Клубок перестал ворочаться и скулить, и откуда-то из его сердцевины вдруг раздался скрипучий голосок:
– Развяжи-и…
Я нагнулась и достала из ямы странное существо. Оно оказалось неожиданно легким – может, и впрямь состояло из корней или веток. Я никогда не слышала ни про что подобное. Вулх с сомнением засопел мне в ухо, когда я стала разматывать веревки.
Освобожденное мной существо я бы не назвала ни зверем, ни человеком. Больше всего оно напоминало корявый сучковатый пенек с узловатыми корнями, небольшим дуплом и парой кривых веток.
– Ты кто? – спросила я, не надеясь на ответ.
В пеньке вдруг прорезались две трещинки, а из них глянули блестящие черные глазки – словно ягоды паслена.
– Корнягой зовут, – натужно проскрипел пенек. – Спасибо, вызволила. Возьми – дорогу покажу.
– Чего ее показывать, – хмыкнула я. – Тропа сама ведет.
Лесная тварь шевельнула корнями и без дальнейших разговоров шмыгнула под куст. Тут только я спохватилась.
– Э, стой! Корняга!
Пенек нехотя высунулся из-за ветки, сверкнул на меня ягодками глаз.
– А в Каменный лес дорогу знаешь?
– Знаю, – скрипнул Корняга.
– Доведешь?
– Доведу.
Я ехала, низко пригнувшись к холке Ветра, чтобы жеребцу легче было выбирать дорогу среди ветвей, и мне было странно.
Корнягу мы подобрали как нельзя вовремя. Вскоре после того тропа резко свернула на юг, и дальше наш путь лежал через лес по бездорожью. Проводником Корняга оказался толковым. Он пристроился у меня на плече, вцепившись своими корнями в ремень сумки, и оттуда кратко сообщал: «слева родник» или «сверни, завал».
Странно мне было по двум причинам.
Во-первых, я ехала по незнакомому месту в достаточно странном товариществе. Вулх в магическом ошейнике, говорящий лесной пенек и вороной жеребец, который спокойно воспринимает и одного, и другого, – еще позавчера я бы фыркнула и не стала слушать, если бы мне попытались рассказать, что под Четтаном случается и такое.

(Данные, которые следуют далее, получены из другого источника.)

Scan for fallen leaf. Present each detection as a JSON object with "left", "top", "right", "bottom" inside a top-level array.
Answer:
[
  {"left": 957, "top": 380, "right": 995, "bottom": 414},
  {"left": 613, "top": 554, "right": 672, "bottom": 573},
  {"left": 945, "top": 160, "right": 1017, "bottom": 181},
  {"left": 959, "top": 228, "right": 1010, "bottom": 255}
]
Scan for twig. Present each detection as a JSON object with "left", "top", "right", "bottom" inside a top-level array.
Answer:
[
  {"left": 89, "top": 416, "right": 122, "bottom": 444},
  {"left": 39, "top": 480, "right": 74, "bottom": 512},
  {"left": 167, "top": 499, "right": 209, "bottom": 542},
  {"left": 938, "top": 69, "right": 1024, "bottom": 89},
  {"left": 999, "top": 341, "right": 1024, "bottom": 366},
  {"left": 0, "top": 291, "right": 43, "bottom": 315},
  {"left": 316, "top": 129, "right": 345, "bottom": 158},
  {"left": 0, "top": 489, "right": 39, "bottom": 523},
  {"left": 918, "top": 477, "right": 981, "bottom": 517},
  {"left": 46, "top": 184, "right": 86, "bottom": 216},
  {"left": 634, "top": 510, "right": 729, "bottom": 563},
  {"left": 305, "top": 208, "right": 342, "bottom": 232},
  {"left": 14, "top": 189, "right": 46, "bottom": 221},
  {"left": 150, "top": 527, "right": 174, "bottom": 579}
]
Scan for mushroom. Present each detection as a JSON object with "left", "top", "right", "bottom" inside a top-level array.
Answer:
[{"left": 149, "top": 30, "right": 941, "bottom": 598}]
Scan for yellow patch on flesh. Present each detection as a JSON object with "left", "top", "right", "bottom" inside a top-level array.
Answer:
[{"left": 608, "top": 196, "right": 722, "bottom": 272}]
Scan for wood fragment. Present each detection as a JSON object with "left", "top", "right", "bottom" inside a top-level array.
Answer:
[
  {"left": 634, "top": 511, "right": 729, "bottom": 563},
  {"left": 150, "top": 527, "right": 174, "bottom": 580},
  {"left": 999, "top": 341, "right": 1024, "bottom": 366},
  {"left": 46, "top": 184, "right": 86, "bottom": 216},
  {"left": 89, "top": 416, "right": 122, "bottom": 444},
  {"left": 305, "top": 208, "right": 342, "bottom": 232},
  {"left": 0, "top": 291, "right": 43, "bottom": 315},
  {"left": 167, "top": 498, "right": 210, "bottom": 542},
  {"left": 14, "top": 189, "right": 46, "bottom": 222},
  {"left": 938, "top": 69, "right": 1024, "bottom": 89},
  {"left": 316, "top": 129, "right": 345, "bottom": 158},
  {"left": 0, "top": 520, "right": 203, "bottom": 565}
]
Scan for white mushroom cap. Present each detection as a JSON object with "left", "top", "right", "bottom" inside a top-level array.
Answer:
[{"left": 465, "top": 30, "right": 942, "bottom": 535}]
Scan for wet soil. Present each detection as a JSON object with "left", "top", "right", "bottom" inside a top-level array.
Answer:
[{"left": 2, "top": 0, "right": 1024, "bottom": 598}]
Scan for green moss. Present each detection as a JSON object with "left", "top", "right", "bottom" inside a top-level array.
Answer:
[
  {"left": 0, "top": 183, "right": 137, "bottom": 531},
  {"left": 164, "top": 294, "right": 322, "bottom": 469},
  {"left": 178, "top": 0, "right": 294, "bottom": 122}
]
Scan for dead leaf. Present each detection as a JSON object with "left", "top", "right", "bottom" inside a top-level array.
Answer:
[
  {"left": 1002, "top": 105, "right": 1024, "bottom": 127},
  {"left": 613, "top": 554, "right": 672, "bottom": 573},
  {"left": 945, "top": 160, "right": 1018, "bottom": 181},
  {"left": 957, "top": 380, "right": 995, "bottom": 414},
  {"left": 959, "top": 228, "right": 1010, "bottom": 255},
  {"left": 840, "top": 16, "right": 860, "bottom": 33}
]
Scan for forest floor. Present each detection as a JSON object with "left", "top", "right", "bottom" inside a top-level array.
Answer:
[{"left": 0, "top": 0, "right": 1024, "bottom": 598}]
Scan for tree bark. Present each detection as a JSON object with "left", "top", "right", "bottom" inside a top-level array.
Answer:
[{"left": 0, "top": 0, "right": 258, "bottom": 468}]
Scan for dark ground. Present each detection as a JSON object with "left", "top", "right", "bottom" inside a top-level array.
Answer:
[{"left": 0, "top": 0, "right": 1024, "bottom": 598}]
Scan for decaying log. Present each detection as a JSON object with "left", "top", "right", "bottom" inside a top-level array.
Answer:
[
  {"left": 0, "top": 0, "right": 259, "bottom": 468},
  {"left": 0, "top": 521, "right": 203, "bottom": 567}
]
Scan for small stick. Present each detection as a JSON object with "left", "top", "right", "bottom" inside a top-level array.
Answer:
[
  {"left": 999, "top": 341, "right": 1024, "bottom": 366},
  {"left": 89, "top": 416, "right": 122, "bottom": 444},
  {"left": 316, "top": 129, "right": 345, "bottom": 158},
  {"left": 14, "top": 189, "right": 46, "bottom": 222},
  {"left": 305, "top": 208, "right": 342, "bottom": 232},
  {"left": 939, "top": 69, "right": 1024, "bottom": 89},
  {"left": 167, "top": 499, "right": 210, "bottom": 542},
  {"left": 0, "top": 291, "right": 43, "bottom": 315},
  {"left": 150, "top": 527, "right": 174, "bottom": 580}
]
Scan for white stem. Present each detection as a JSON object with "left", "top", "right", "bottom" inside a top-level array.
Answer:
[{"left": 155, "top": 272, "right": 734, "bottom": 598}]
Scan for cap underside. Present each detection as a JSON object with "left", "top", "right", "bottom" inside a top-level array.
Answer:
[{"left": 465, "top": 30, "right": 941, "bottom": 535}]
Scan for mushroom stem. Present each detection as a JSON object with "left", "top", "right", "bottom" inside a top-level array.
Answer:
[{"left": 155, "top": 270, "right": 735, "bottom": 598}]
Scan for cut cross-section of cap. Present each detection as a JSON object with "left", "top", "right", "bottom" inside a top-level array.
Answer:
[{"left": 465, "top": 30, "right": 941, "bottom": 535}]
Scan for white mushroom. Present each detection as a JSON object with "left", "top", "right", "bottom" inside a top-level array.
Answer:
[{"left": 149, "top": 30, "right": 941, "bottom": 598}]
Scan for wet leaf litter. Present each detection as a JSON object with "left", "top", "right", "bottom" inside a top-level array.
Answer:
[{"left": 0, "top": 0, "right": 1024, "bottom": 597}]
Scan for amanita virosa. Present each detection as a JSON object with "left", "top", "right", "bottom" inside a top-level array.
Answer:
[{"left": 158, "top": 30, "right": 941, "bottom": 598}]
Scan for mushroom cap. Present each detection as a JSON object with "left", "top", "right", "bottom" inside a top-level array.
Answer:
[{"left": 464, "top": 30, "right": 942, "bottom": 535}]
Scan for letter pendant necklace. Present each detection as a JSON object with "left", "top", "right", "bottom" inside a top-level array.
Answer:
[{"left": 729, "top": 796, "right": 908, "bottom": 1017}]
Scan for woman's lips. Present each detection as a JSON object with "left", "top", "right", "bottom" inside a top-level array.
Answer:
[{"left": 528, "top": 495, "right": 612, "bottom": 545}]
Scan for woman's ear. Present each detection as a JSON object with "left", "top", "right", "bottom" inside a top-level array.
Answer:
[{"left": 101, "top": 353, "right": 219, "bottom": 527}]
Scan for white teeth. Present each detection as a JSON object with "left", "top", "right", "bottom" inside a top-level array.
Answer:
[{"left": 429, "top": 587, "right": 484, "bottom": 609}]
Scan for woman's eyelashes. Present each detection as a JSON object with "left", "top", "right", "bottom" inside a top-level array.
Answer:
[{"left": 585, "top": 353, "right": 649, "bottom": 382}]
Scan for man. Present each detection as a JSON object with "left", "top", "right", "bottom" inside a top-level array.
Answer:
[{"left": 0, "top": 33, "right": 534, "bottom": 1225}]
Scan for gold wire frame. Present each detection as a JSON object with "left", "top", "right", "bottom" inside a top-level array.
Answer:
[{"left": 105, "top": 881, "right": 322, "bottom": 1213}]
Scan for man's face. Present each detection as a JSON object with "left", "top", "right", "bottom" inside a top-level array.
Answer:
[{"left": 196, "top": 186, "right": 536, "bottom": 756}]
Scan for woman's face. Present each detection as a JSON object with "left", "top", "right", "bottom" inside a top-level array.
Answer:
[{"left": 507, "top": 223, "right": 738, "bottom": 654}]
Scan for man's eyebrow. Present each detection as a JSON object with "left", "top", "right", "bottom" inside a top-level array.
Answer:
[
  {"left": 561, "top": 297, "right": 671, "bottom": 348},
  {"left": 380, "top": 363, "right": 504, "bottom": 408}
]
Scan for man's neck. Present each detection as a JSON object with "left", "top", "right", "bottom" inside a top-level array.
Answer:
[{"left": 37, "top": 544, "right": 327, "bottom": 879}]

Я глянула вперед, где в красноватом сумраке леса время от времени показывалась серая спина вулха. Серьезный зверь. То-то при нашем приближении все в лесу замирает. Лишь изредка шарахнется вверх по стволу испуганная белка – и снова тишина.
Хотя постороннему взгляду лес всегда кажется пустым. В лесу ничего не увидишь просто так, все нужно разыскивать, выслеживать – что зверя, что птицу, что затерянное жилье или тропу.
Здесь и крылась вторая причина, по которой мне было странно. Как-то все чересчур легко складывалось.
С первых же шагов встретить проводника, который доведет до У-Наринны… Ох не верю! Хотя… велел же старик ничему не удивляться? Магия, мол. Да какая тут магия? Договорился небось загодя с этим лесным чучелом обо всем – а мне не сказал, чтобы зорче по сторонам смотрела.
Впрочем, Корняга в проводники не навязывался. Сидел себе связанный в яме и тихо хныкал…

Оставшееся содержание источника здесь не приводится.